Evidence: Shoes with lateral support decrease ankle sprain risk during side-to-side movements (Queen et al., 2021).
✅ Recovery and Load Management
Stretch and foam roll after games.
Hydrate and avoid sudden spikes in play frequency.
Evidence: Progressive training loads strongly reduce overuse injuries (Gabbett, 2016).
✅ Seek Early Intervention
Don’t ignore persistent soreness. Physical therapy can correct movement imbalances before they lead to serious injury.
Takeaway
Pickleball is a fun, social, and healthy way to stay active—but like any sport, it comes with risks. The most common injuries affect the elbow, shoulder, back, knees, and ankles, and they often stem from poor preparation or overuse.
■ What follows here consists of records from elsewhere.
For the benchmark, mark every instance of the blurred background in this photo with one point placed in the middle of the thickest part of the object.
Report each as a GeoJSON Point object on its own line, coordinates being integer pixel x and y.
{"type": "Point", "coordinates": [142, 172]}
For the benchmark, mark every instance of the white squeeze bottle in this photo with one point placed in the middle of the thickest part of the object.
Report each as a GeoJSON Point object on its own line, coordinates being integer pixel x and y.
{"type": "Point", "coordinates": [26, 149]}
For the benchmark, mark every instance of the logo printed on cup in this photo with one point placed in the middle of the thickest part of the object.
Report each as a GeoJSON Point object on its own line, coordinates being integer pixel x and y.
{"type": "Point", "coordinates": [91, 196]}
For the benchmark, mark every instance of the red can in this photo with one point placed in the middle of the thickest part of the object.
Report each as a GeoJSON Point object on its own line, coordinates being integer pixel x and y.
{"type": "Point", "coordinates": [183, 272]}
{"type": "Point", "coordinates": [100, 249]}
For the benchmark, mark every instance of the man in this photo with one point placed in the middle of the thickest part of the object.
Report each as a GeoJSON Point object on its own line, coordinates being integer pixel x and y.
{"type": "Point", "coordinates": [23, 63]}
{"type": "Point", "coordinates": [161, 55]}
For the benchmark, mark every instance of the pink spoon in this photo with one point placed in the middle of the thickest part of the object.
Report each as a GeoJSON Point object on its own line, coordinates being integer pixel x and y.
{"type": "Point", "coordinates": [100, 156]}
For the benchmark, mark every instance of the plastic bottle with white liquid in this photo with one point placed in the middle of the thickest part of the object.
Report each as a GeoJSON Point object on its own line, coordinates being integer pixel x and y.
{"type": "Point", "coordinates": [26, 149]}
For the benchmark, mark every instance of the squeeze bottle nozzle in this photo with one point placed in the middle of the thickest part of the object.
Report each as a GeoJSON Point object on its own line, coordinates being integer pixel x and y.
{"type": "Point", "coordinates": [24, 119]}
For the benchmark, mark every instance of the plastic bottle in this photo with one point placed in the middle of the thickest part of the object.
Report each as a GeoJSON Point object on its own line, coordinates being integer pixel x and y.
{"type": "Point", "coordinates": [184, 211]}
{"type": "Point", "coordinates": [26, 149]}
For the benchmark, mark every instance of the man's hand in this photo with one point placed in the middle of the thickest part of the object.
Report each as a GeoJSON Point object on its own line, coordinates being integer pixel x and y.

The best prevention is evidence-based:
Warm up dynamically
Build strength and stability
Wear proper footwear
Recover smart
Get professional help when needed
At Metro Wellness, our team specializes in helping athletes stay pain-free and performing at their best. Whether you’re recovering from an injury or want a personalized program to prevent one, we’re here to keep you moving—so you can enjoy the game for years to come.
References
Cullinane FL, Boocock MG, Trevelyan FC. (2014). Is eccentric exercise an effective treatment for lateral epicondylitis? BMJ Open Sport & Exercise Medicine.
Kibler WB, Sciascia A, Thomas SJ. (2019). Glenohumeral internal rotation deficit: pathogenesis and response to acute throwing. Am J Sports Med.
Standaert CJ, Herring SA. (2008). Expert opinion and controversies in sports and musculoskeletal medicine: low back pain. Spine J.
Sugimoto D, Myer GD, Bush HM, Klugman MF, McKeon JM, Hewett TE. (2016). Compliance with neuromuscular training and anterior cruciate ligament injury risk reduction in female athletes. Br J Sports Med.
Doherty C, Delahunt E, Caulfield B, Hertel J, Ryan J, Bleakley C. (2017). The incidence and prevalence of ankle sprain injury: a systematic review and meta-analysis. Sports Med.
Fradkin AJ, Zazryn TR, Smoliga JM. (2006). Effects of warming-up on physical performance: a systematic review. Br J Sports Med.
Soligard T, Myklebust G, Steffen K, et al. (2008). Comprehensive warm-up programme to prevent injuries in young female footballers: cluster randomised controlled trial. BMJ.
Queen RM, Gross MT, Liu HY. (2021). The effect of shoe design on ankle injuries in cutting sports. J Foot Ankle Res.
Gabbett TJ. (2016). The training-injury prevention paradox: should athletes be training smarter and harder? Br J Sports Med.